Here's a few lamp holders. The square one had a fuse adapter, and was being used as an in line fuse. The other one goes in a condolet. I don't know how that works code wise. I know your not supposed to make splices in condolets. Probably still not legal. 
Chris


----------



## gilbequick (Oct 6, 2007)

Cool stuff. That old stuff fascinates me, you definitely don't see 2 phase much anymore. 

Are the panels in the building the old slate panels?


----------



## nolabama (Oct 3, 2007)

can you still get those porcelin lamp holders for condulets? neat pics though - cool momentary switch


----------



## [email protected] (Jan 19, 2009)

They look like old plug fuse holders to me and CEC says its OK to use them but I have never see one in my hands and I would think a light would fit in the same type of holder nicely so they can make one holder for lights and lager fuses and smaller holders for smaller lights and fuses and so on.
Oh and CEC say max plug fuse is 125V and I think the max amps is 30.
I for one don't think it should be OK to have a fuse holder hold a light I can just see now all the old farmers using a light to replace a fuse but then again he would have a hell of a voltage drop over the light and his load so nothing bad would come of it.


----------



## RePhase277 (Feb 5, 2008)

[email protected] said:


> They look like old plug fuse holders to me and CEC says its OK to use them but I have never see one in my hands and I would think a light would fit in the same type of holder nicely so they can make one holder for lights and lager fuses and smaller holders for smaller lights and fuses and so on.
> Oh and CEC say max plug fuse is 125V and I think the max amps is 30.
> I for one don't think it should be OK to have a fuse holder hold a light I can just see now all the old farmers using a light to replace a fuse but then again he would have a hell of a voltage drop over the light and his load so nothing bad would come of it.


The square one is a fuse holder, while the oblong condulet body style is a lamp holder.
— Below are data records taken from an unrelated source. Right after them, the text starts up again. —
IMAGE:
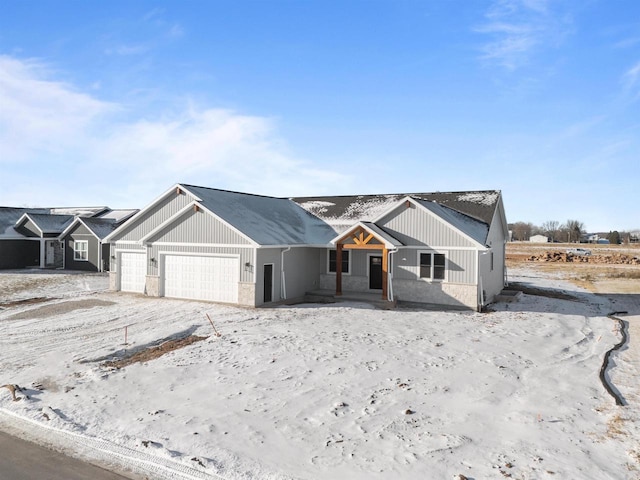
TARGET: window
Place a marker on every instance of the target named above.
(432, 266)
(81, 250)
(345, 261)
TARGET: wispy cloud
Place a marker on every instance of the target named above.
(45, 124)
(631, 81)
(520, 28)
(40, 116)
(127, 50)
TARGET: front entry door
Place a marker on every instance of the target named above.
(375, 273)
(268, 283)
(51, 252)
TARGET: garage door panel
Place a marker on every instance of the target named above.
(132, 272)
(201, 278)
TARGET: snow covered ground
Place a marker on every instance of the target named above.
(321, 391)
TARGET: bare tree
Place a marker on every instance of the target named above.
(573, 229)
(550, 228)
(521, 230)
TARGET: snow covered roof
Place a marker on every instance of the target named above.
(265, 220)
(473, 228)
(50, 223)
(78, 211)
(389, 240)
(101, 227)
(343, 211)
(8, 218)
(118, 216)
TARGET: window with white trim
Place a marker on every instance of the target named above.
(333, 263)
(81, 250)
(433, 265)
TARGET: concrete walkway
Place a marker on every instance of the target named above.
(22, 460)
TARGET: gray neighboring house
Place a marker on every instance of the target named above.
(17, 251)
(82, 241)
(44, 237)
(208, 244)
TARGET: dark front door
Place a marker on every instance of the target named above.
(375, 273)
(268, 283)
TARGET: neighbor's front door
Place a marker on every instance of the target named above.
(375, 273)
(268, 283)
(50, 256)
Look at the tabs in the center. Almost all fuse holders have a solid button in the bottom, while light sockets have a spring tab.
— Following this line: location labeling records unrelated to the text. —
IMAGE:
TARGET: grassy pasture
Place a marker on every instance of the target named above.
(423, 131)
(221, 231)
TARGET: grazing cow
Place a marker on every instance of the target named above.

The NEC limits plug fuses to 30 A max, and 125 V to ground, or 250 V line to line.


----------



## cdnelectrician (Mar 14, 2008)

Hope ya got rid of that oil properly, it's nasty stuff!


----------



## [email protected] (Jan 19, 2009)

InPhase277 said:


> Almost all fuse holders have a solid button in the bottom, while light sockets have a spring tab.
> 
> I did not know that good to now thanks


----------



## bigredc222 (Oct 23, 2007)

I just dumped the oil in the grass. NOT. My friends father used to have everyone save there oil so he could spread it on the gravel roads leading to his cabin. I save the oil in a container. I'll assume it's PCB oil. I don't know that it is, but to be on the safe side I assumed it was. 
Chris


----------



## FitzgeraldSpectorInc (Aug 7, 2009)

That is a big issue with electrical applications in Philly... the 2 to 3 phase conversions... Dongan Tranformers makes a transformer that converts 2 phase to three phase that might be able to help you out. Here is a link to their PA sales rep's websitehttp://www.smoke-signal.us/fitz/productlines/dongan-electric-mfg-co/


----------



## drsparky (Nov 13, 2008)

I love that old equipment.:wheelchair:


----------



## bigredc222 (Oct 23, 2007)

FitzgeraldSpectorInc said:


> That is a big issue with electrical applications in Philly... the 2 to 3 phase conversions... Dongan Tranformers makes a transformer that converts 2 phase to three phase that might be able to help you out. Here is a link to their PA sales rep's website http://www.smoke-signal.us/fitz/productlines/dongan-electric-mfg-co/


I finished that job about 5 months ago. They didn't want to spend the money to change everything to 3 Phase.
The elevator guys put a small coverter in just big enough for their equipment. 
Chris


----------



## RePhase277 (Feb 5, 2008)

bigredc222 said:


> I finished that job about 5 months ago. They didn't want to spend the money to change everything to 3 Phase.
> The elevator guys put a small coverter in just big enough for their equipment.
> Chris


I have heard there was still a two phase distribution in Philly. What kind of panel boards do you use? I mean, are there modern two phase panels?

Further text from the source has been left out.